In 2015 after the yahapalana government came into power, Harsha de Silva, then Deputy Minister of National Policies and Economic Affairs and UNP Electoral Organiser for Kotte, alleged that the Kotte Municipal Council had gone bankrupt under its Chairman Janaka Ranawaka.
We will let de Silva’s words speak for themselves: “The Chairman and his Deputy awarded contracts and took bribes, but none of the projects ever took off. Ranawaka had authorised the illegal construction of a number of buildings, and now they cannot be completed as they are not in line with regulations… we found out that 12 floors was the maximum height of a building allowed down such a narrow road.” Then came his pledge: “If I find a UNP in the Kotte MC is corrupt, I will not hesitate to show him the door and sack him.” Strong, impressive words. They were adhered to.
It is a tribute to Harsha’s honesty, decency, and efficiency that despite the constraints under which he had to work, he got the job done. It is true that successive governments have sacrificed the historical, archaeological, and cultural value of the area to haphazard development initiatives. That is something we hope the SLPP’s man there, Madhura Vithanage, will try to avoid. (Though Harsha makes allegations against him too.)
But we digress. This is not about Harsha, really. It is about Ranawaka, against whom indictments were filed by the Attorney-General at a time when Harsha was serving as a Non Cabinet Minister.

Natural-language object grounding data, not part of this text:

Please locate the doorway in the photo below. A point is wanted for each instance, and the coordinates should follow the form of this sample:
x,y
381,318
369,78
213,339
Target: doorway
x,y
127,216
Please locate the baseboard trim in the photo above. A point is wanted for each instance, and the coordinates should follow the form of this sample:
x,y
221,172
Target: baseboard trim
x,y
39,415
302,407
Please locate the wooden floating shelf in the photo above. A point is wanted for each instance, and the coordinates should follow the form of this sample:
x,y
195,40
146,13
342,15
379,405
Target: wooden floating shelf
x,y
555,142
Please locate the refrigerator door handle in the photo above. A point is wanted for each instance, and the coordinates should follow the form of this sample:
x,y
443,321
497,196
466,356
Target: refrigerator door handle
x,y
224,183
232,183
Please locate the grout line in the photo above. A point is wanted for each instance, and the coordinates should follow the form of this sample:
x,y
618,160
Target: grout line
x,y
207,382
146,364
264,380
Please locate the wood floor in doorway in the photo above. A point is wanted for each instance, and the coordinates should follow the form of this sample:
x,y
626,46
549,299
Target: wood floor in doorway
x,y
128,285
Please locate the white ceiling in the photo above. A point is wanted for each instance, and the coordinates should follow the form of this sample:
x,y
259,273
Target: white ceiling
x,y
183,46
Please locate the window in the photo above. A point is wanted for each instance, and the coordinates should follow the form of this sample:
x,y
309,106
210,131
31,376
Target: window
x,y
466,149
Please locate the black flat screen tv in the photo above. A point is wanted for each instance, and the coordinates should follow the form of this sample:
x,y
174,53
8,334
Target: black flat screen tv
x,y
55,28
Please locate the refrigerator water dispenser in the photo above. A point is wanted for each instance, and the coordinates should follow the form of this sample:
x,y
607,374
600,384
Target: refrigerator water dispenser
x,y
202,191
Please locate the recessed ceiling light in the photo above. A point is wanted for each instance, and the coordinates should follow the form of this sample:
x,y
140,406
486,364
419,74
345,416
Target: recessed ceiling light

In 2018 a Presidential Commission of Inquiry recommended that criminal charges be filed against Ranakawa (for “massive corruption”) and that he should not hold public office any longer. Harsha was particularly emphatic on the latter point. His concern was legitimate and it remains so now. But that was two years ago. Janaka Ranawaka later joined the SLPP. He did not secure enough votes last August. He then got out of the SLPP.

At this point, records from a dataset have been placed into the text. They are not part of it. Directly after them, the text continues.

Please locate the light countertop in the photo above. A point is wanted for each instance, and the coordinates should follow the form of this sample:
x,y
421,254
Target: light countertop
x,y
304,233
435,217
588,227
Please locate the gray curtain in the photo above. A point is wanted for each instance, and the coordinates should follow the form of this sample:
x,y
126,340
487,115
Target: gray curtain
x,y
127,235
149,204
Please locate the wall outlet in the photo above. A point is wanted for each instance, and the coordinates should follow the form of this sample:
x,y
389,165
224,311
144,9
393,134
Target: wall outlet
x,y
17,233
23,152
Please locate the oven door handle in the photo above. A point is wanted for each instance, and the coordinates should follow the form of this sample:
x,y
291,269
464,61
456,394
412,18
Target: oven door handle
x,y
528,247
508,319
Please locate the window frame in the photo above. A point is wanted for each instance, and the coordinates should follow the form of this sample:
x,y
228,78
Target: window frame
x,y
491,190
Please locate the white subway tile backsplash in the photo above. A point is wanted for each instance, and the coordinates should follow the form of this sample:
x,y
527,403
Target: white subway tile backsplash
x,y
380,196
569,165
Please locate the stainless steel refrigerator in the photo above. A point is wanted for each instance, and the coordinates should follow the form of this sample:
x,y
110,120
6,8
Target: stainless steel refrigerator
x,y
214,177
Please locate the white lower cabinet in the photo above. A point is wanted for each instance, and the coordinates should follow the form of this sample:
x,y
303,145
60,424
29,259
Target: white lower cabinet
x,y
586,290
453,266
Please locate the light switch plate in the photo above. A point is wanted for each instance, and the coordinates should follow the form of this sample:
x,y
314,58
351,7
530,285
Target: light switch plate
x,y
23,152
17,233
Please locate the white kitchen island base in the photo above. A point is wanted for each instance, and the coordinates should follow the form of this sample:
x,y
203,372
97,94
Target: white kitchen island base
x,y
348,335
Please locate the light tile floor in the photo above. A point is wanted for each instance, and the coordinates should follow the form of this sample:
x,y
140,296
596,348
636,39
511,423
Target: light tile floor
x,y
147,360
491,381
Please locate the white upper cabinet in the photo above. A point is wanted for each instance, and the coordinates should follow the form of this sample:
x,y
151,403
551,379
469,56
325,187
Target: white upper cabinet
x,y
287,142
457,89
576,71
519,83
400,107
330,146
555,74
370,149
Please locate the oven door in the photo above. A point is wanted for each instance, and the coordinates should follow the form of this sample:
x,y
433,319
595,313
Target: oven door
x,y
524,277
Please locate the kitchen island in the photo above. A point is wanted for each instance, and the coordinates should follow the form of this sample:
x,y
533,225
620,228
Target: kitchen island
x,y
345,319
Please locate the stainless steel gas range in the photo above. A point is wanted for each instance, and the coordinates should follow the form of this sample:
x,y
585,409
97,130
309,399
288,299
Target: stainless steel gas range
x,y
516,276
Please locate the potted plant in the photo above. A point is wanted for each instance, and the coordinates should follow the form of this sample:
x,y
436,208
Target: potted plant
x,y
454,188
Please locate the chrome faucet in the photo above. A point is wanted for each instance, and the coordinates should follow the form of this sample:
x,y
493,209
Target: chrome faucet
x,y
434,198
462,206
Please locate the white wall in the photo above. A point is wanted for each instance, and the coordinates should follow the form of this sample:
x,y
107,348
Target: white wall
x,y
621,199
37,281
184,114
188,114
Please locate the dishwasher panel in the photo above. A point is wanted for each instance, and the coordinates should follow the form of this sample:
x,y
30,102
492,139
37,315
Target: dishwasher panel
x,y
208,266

Today Ranawaka has crossed over to Sajith Premadasa. A man accused of “massive” corruption, who as his critics implied ran his electorate to the ground, is now on the side of the people who tried to run him down. De Silva cannot forget what he said five years ago. Obviously, neither can we. Janaka Ranawaka may or may not be innocent of the crimes for which he has been charged, but the UNP didn’t give him the benefit of the doubt then. Why should the SJB give him that benefit now?
We say this for two reasons. One, Harsha is an honest man, and we note that without the irony of an Antony pondering Caesar’s grave. He is one of the few MPs we’ll call genuine any day; after all he is the author of the most effective project that got done by his administration, Suwa Seriya. Two, and more importantly, selectivity will not remain a vice of a government if the Opposition indulges in it too. This is to be avoided at all costs.
The great reformist illusion has always been that the Opposition must not be criticised, that it must be allowed to criticise. We are not just reformists. We are also realists. And as realists, we believe that if the Opposition is to mount a campaign of honesty, it must get over its selectivity. This message is not only for Harsha or Sajith Premadasa. It is for the Opposition and it is for the government. It is for everyone. It must be heeded. At once.